The website is available here:

http://antipodes.plui.es

And its source code is on GitHub.

So?

Writing this website taught me quite a lot about Rails in general, from its innards to automated deployment. I still have a lot to learn, and more importantly a lot of practice to do before I can say I'm competent with Rails, but that was a great start. self-pat on the back

The more important thing to me is that even though I didn't have the time to learn each of the aspects of the Rails ecosystem inside and out, I have a better overview of “what does what” in Rails, and a lot of good pointers to learn more when needed.

Buzzword bingo!

All in all, I learned (“began learning” would be more appropriate):

  * Vagrant, and a tiny bit of Chef
  * Rails (eh!): MVC, migrations, the global directory structure, views/partials, the asset pipeline, etc.
  * RVM
  * Bundler
  * Rake
  * Spork
  * Autotest
  * RSpec
  * Capistrano

Loose ends

Well, although I think I understood a fair amount of what I set out to learn, I still don't grasp Chef at all, and didn't really adhere to the philosophy of TDD through the week. My tests are really basic and not very satisfying; writing meaningful tests seems like quite an difficult art that I'll have to learn more about.

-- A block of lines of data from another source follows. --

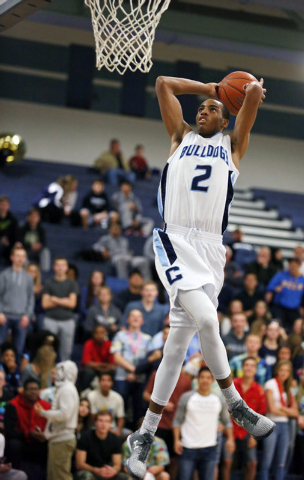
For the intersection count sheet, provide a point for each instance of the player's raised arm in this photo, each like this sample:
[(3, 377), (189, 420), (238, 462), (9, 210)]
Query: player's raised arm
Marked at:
[(255, 94), (167, 88)]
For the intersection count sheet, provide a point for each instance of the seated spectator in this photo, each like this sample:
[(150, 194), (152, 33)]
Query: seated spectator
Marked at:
[(104, 398), (129, 347), (130, 210), (281, 406), (95, 206), (41, 367), (271, 343), (5, 396), (116, 249), (157, 461), (96, 357), (132, 293), (9, 367), (16, 300), (234, 341), (8, 229), (262, 267), (49, 201), (98, 453), (88, 295), (59, 299), (235, 306), (250, 294), (32, 238), (104, 313), (263, 370), (139, 165), (113, 166), (286, 291), (6, 471), (254, 396), (62, 419), (84, 417), (25, 447), (153, 312)]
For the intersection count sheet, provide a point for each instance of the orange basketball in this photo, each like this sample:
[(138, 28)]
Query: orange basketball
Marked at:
[(231, 90)]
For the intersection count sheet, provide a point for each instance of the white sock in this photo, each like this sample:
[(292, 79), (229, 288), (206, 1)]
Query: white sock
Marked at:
[(150, 423), (231, 395)]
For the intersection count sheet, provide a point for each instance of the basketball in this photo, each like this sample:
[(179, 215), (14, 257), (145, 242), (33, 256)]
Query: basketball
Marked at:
[(231, 90)]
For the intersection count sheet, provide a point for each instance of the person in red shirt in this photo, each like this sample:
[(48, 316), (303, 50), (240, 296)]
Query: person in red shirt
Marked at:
[(26, 446), (96, 357), (253, 394), (164, 430)]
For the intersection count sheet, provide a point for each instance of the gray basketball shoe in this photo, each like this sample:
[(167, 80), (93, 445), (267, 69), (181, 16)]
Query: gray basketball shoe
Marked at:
[(139, 445), (257, 425)]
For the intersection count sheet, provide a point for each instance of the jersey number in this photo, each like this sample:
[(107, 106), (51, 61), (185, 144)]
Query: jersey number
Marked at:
[(201, 178)]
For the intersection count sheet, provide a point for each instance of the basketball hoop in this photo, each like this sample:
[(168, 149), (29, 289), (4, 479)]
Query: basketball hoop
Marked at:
[(124, 35)]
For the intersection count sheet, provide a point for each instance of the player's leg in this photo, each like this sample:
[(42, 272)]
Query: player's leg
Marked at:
[(165, 381), (199, 306)]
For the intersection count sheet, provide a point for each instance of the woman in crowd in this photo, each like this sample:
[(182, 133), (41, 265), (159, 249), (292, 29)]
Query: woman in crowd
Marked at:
[(281, 406)]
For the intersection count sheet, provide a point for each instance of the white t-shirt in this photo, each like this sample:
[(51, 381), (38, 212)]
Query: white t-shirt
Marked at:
[(199, 429), (273, 386), (113, 402)]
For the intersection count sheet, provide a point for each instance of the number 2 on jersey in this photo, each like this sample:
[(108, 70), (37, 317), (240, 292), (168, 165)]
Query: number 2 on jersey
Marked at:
[(196, 182)]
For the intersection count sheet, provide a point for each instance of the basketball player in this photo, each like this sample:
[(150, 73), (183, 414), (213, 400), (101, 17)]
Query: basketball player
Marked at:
[(194, 196)]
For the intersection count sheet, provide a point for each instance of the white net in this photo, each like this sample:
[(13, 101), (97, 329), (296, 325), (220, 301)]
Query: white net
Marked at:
[(124, 32)]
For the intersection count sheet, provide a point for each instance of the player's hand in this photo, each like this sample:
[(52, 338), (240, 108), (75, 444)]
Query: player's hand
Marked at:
[(178, 447)]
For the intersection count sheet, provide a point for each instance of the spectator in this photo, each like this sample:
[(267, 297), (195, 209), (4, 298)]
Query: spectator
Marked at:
[(26, 448), (269, 348), (153, 312), (89, 293), (286, 290), (95, 206), (62, 422), (84, 417), (98, 453), (130, 211), (116, 249), (157, 461), (5, 396), (254, 396), (8, 229), (104, 313), (9, 367), (49, 201), (263, 370), (113, 165), (6, 471), (32, 238), (16, 300), (281, 405), (96, 357), (104, 398), (234, 341), (59, 300), (139, 165), (132, 293), (129, 347), (262, 267), (195, 428), (250, 294), (41, 367)]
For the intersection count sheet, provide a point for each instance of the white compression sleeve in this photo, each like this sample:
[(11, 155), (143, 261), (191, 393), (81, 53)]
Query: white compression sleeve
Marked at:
[(199, 306)]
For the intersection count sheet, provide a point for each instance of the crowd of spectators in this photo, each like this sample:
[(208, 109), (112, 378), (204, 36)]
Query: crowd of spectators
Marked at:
[(60, 420)]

Another thing that bugs me a bit is that it took more time than I originally thought to do a lot of the things I set out to do. This is probably due to inexperience, so in a way I'm curing it? I guess? I probably could have gained some time by asking a few questions on things like IRC, but it felt a bit stupid when there's such a trove of information about Rails online. Indeed, googling and reading guides or StackOverflow threads / mail threads always ended up giving the answer; but maybe not as fast as IRC would've been.

Oh, and the design of the website is pretty terrible, but that wasn't really the goal (and CSS has never been my forte).

What now?

Well, as far as Rails go, I'm ready to tackle bigger things. I hope to find a Rails job in Wellington (wink wink nudge nudge if you're reading this from New Zealand ;) ) and put this freshly-acquired knowledge to good use!

I also hope these blog posts might help a newcomer to Rails, but they ended up being half ranting and half specific bug-finding, so I'm not sure of their value as a learning tool. Or as a read to anyone else than me actually. I'll just post this on HN and let the crowd decide.